Experts who have studied how heat affects Arizona’s most vulnerable people said the needs were only growing.

“We have this perfect storm happening here of an affordable housing crisis, high eviction rates, massive energy bill burdens, Covid,” said Stacey Champion, who is part of a new movement of heat activists urging governments to do more to plan and protect people.

Theresa Reyas, 49, parked her coolers on a downtown sidewalk, sat down and started selling. She had to make $85 that afternoon to pay for another day’s rent at the E Z Inn, where she has been staying since she left her husband.

Coke? Squirt? Water? she asked people walking by. The people working in air-conditioned office parks or relaxing beside their pools might not need $1 sodas, she reasoned. But in Phoenix’s hottest, least-shaded neighborhoods, they would sell.

“Every year it’s getting hotter and hotter,” she said. “You’ve got to go where the people are. You’ve got to go where it’s hot.”

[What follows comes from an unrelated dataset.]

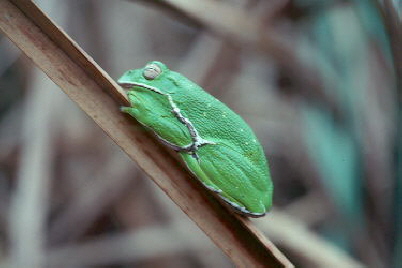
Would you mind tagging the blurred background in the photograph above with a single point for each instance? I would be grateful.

As heat waves get fiercer and heat-trapping cities push ever outward, desert nights do not cool down like they once did. And air conditioning bills are pricier than ever. So as the sun set over the city of Mesa, John Nyre, 70, turned off the window unit in his trailer home and went to watch reruns of an ’80s mystery series with his friend Gloria Ellis.

Both worry about their power bills and try to run their air conditioners as little and low as they can. Ms. Ellis sets hers to 77 degrees. Mr. Nyre’s trailer is baking at 95 degrees some nights when he comes home.

People living in trailer homes face a heightened risk of dying indoors, and Mr. Nyre said one of his neighbors was found dead two summers ago. The friends spend time in cool grocery stores but said a nearby senior center where they once went to keep cool remains largely closed because of the pandemic.

“It’s not easy,” Ms. Ellis said. “There’s not much you can do.”